Dans ce domaine, le décalage est parfois manifeste entre "l'affichage et la réalité", dénonce Mme Brialix. "Certaines résidences privées ont même une piscine intérieure mais les personnes âgées n'en profitent presque pas, faute de personnel pour les accompagner", raille la responsable associative.

"Il y a une ambiguïté sur la promesse commerciale", abonde Alice Casagrande, qui préside une commission dédiée à la lutte contre les maltraitances. "Les familles et les résidents espèrent une qualité relationnelle et une qualité de soin, et pas seulement la vue sur mer, la grande salle à manger et le salon de coiffure", analyse-t-elle.

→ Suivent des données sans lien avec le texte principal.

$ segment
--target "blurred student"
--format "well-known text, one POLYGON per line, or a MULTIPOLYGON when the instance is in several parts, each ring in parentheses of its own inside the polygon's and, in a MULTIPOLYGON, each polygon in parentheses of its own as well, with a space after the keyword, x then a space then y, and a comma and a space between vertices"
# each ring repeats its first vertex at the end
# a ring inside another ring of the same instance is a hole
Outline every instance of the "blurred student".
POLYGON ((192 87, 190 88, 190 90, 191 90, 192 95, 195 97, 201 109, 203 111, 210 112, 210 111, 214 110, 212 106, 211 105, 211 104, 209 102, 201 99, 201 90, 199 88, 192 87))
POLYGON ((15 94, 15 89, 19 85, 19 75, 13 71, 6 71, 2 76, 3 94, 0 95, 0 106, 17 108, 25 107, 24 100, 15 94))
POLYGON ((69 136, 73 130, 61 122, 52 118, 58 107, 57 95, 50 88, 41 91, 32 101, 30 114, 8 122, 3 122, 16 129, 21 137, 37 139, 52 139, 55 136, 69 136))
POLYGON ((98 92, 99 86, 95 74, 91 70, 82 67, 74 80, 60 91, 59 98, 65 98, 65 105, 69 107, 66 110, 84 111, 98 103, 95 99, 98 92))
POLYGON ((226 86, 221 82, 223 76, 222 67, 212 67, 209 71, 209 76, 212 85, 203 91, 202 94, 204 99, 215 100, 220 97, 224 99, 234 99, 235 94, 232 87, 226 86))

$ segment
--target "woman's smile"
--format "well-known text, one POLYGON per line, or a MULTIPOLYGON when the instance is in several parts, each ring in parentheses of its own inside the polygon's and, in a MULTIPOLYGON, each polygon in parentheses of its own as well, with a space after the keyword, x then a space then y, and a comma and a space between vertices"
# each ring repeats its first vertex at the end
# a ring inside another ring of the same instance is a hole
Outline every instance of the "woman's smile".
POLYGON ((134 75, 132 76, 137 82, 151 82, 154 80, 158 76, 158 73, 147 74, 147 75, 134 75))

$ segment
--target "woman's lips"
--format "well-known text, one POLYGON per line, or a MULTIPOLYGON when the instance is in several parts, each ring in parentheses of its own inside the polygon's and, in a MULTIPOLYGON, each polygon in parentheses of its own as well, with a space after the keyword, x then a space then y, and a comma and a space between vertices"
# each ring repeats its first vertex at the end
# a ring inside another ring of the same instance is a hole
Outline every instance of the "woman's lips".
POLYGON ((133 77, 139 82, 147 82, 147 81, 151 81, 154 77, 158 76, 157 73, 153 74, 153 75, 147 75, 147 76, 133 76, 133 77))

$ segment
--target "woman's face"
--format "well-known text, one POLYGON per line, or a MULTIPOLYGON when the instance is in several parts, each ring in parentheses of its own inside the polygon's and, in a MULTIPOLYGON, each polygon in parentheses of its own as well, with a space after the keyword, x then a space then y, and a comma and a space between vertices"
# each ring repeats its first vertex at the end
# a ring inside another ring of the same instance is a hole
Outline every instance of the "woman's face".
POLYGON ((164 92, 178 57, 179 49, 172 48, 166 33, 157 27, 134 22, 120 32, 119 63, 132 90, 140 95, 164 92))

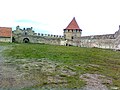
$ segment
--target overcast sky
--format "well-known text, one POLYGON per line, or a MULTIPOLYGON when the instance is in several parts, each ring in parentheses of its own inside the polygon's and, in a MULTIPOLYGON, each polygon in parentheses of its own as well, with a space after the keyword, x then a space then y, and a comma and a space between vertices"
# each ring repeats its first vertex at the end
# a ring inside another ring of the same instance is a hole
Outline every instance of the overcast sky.
POLYGON ((73 17, 82 36, 112 34, 120 24, 120 0, 0 0, 1 27, 63 35, 73 17))

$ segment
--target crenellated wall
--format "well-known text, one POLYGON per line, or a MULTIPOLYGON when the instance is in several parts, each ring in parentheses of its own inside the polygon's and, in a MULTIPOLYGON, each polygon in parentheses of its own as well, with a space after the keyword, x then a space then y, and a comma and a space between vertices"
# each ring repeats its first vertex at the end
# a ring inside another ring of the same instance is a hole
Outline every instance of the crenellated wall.
POLYGON ((13 31, 15 41, 30 43, 45 43, 53 45, 66 45, 78 47, 97 47, 106 49, 120 49, 120 26, 114 34, 91 35, 74 37, 71 40, 65 39, 64 36, 35 33, 32 28, 20 29, 16 27, 13 31))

Les Ehpad privés ne puisent pas dans leurs marges pour proposer de meilleurs services

En théorie, les Ehpad privés pourraient puiser dans leurs marges pour embaucher des soignants supplémentaires et aller ainsi au-delà de la dotation que leur accordent les pouvoir publics. Mais "ils ne le font pas: on ne peut pas s'étonner que des gens qui ont pour objectif de faire du profit fassent du profit. C'est leur métier", raille l'économiste Ilona Delouette qui a consacré une thèse au financement des Ehpad.

Pour le Synerpa, principale organisation professionnelle des Ehpad privés commerciaux, procéder ainsi à des embauches de soignants supplémentaires, "ce serait accepter l'idée qu'il y a des soins non pris en charge par l'Assurance maladie", ce que l'on pourrait considérer "comme une dérive".

Quoi qu'il en soit, "ne dramatisons pas: le nombre actuel de soignants nous permet de fonctionner correctement", souligne sa déléguée générale Florence Arnaiz-Maumé qui convient par ailleurs que les Ehpad devraient être plus transparents sur le nombre de soignants en service dans chaque établissement: "ce serait une clarification bienvenue", selon elle.